Descriptions des œuvres - scènes
Enée blessé

Cette fresque donne toute la place aux personnages qu'elle représente et qui rappellent le mythe dans lequel ils s'inscrivent. Le but de l'artiste était ici de décrire une petite action parmi beaucoup d'autres dans le long récit qu'est l'Enéide et non de raconter une histoire et son contexte, déjà longuement racontée dans cet ouvrage littéraire.
Au premier plan , nous pouvons voir Énée appuyé sur sa lance, il est blessé à la jambe. Un homme agenouillé est en train de soigner sa cuisse et tente de tirer le pic d'une flèche ennemie hors de sa cuisse droite avec une pince ou un scalpel. Énée entoure de sa main gauche un enfant qui pleure, probablement son fils Iule. A l'arrière plan, nous pouvons remarquer qu'Énée est accompagné de quelques soldats, peut-être Ascanius, Achates et Mnesteo mentionnés dans le récit mythique, mais aussi de la déesse Vénus, sa mère. Elle est la déesse de la beauté d'où l'éclat de lumière qui l'entoure. Vénus et les soldats sont tous témoins de la scène .
La leçon d'anatomie
Le noir et le blanc, l'ocre et le gris, dominent en clair-obscur. On ne voit pas l'origine de la lumière, mais celle-ci éclaire les visages, les mains, et la plus grande partie du cadavre. La main gauche et l'avant-bras disséqués attirent le regard par son alternance de teintes rouges et blanches (muscles, tendons et aponévroses).

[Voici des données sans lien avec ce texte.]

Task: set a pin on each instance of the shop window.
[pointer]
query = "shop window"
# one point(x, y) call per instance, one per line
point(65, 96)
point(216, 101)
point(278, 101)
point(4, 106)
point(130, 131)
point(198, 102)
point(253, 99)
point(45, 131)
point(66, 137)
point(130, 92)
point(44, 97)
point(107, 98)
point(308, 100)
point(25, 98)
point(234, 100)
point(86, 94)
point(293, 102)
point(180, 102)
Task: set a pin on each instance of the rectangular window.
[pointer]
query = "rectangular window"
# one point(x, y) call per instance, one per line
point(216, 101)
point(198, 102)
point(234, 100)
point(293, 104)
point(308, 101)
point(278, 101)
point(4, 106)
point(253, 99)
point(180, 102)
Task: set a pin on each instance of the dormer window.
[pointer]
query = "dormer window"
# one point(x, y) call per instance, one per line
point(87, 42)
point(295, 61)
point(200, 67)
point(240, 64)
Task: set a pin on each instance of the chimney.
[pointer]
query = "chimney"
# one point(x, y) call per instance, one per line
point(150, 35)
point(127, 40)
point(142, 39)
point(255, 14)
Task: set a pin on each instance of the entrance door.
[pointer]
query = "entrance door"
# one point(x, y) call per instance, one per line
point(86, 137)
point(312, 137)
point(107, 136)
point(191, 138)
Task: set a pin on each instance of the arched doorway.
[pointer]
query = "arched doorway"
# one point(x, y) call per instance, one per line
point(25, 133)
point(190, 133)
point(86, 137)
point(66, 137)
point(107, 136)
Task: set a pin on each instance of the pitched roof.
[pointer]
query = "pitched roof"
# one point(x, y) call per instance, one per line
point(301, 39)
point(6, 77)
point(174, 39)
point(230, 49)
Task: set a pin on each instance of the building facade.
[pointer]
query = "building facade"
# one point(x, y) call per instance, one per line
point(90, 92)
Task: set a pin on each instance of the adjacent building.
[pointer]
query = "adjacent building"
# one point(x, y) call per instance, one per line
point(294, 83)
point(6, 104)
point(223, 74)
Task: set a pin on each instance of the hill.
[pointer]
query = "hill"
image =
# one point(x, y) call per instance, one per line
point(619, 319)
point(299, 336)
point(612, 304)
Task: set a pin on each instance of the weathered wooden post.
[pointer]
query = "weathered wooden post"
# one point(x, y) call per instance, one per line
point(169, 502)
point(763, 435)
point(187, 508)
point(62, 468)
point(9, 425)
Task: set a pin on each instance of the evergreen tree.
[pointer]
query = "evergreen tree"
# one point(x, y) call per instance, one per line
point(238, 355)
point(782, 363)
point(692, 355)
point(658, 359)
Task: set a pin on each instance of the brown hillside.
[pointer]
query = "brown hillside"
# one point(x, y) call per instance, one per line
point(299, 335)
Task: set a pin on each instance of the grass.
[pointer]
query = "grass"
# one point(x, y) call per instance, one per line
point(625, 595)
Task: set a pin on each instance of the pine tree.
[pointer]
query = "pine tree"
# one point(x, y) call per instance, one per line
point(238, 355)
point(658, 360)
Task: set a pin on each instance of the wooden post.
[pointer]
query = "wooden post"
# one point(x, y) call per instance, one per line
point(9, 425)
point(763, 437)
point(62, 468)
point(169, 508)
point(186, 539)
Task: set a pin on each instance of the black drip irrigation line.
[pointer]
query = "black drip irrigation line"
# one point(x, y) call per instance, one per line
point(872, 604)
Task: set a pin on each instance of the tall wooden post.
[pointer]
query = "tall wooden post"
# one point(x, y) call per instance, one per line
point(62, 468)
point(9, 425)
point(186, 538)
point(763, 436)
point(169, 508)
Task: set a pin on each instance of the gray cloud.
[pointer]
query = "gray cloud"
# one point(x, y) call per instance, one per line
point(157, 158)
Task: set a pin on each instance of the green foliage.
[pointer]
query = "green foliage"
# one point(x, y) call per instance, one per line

Le cadavre occupe la place centrale et est disposé en diagonale par rapport au bord inférieur de la toile. Il reçoit la majeure partie de la lumière ce qui peut paraître choquant dans le contexte de l'époque car on représentait habituellement le visage des cadavres couverts par un linge comme dans ce tableau de Mierevelt:
Leçon d'anatomie de Willem van der Meer par Mierevelt (1617)
Ses pieds sont dans l'ombre, avec un livre ouvert dans le coin inférieur droit du tableau qui serait probablement le traité d'anatomie de Vésale De humani corporis fabrica, auteur dont Tulp était l'élève.La présence de ce livre pourrait signfier que Tulp se réfère à son maître et lui rend en quelque sorte hommage.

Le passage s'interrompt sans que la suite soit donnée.